The MTC will make an effort to compensate transit operators for fares they’re missing during the outage, Goodwin said. The exact mechanism for doing that is unknown at this point.

Passengers wait to board the L Bus outside of West Portal Station in San Francisco on Tuesday, Nov. 28, 2023. (Juliana Yamada/KQED)

The Clipper payment system, initially called TransLink, was launched in 2006. The system has been criticized over the years for being slow to incorporate features like phone and smartwatch payments.

The MTC has been preparing for a next-generation system, dubbed Clipper 2.0, since 2013. In 2018, the commission awarded a $461 million contract to Cubic to develop and operate the new system

By 2020, MTC and Cubic were promising a full transition to Clipper 2.0 by the end of 2023. The date was moved back to the spring of 2024, then the spring of 2025.

The MTC and operators have promised that the new system will make it possible to offer a wide range of fare programs designed to make transit more attractive: credit and debit card payments; free transfers between bus and rail agencies; and “fare-capping,” a system that sets a maximum daily or weekly cost for users regardless of how many times they ride.

The repeated delays in introducing the new card have prompted sharp criticism from a committee of transit executives appointed to monitor the work.
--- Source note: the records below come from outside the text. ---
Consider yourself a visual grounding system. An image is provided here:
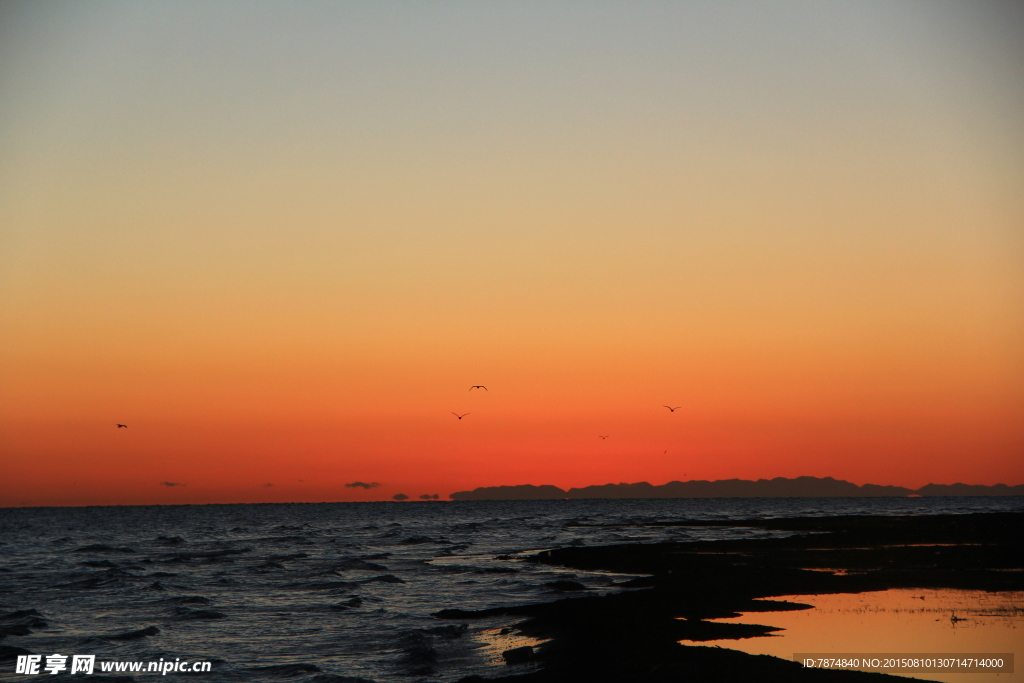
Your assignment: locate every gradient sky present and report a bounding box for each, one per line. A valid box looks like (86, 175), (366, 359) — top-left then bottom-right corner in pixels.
(0, 0), (1024, 506)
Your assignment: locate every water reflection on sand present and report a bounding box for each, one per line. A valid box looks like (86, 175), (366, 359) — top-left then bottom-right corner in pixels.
(682, 589), (1024, 683)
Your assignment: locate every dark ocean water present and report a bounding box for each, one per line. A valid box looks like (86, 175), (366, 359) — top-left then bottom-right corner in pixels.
(0, 498), (1024, 683)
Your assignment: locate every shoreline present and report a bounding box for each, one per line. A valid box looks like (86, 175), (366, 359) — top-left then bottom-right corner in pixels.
(434, 512), (1024, 683)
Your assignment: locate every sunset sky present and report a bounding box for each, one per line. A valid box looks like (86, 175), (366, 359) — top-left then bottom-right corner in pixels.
(0, 0), (1024, 506)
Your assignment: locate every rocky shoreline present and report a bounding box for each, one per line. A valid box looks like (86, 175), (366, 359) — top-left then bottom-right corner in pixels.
(435, 513), (1024, 683)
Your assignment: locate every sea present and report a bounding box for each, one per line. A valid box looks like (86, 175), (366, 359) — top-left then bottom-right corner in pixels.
(0, 497), (1024, 683)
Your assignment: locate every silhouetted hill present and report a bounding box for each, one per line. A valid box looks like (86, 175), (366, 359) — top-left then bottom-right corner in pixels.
(451, 477), (1024, 501)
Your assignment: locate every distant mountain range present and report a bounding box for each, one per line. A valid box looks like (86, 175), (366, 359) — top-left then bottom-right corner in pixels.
(451, 477), (1024, 501)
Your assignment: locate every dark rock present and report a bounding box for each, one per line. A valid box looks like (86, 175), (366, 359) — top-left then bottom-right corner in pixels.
(362, 573), (406, 584)
(102, 626), (160, 640)
(502, 645), (534, 666)
(249, 664), (319, 678)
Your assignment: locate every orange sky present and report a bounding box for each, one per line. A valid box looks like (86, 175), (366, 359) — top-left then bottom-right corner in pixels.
(0, 2), (1024, 506)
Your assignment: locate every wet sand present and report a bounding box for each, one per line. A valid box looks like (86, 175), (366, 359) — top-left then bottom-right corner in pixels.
(436, 513), (1024, 683)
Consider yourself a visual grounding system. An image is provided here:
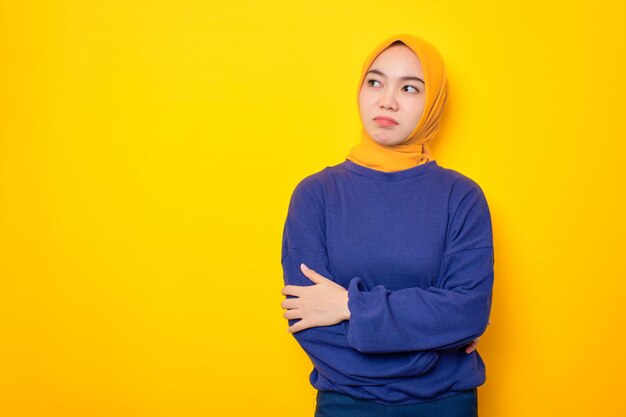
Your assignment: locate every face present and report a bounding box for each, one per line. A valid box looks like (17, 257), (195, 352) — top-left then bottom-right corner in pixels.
(359, 44), (426, 146)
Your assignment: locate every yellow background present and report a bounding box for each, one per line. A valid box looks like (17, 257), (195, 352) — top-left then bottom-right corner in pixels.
(0, 0), (626, 417)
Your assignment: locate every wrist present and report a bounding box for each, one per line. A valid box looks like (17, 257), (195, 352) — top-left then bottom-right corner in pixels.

“We get close to the milestone, we get close to the goalpost, the goalpost moves to the right,” BART General Manager Robert Powers complained to project managers in January. “Then we get closer, closer, closer — the goalposts moved again.”

At the committee’s meeting last month, Powers blasted Cubic for failing to meet the latest delivery date.

“You have zero credibility,” Powers said. “I mean, you’re talking about building confidence. You’ve got zero, you, meaning Cubic.”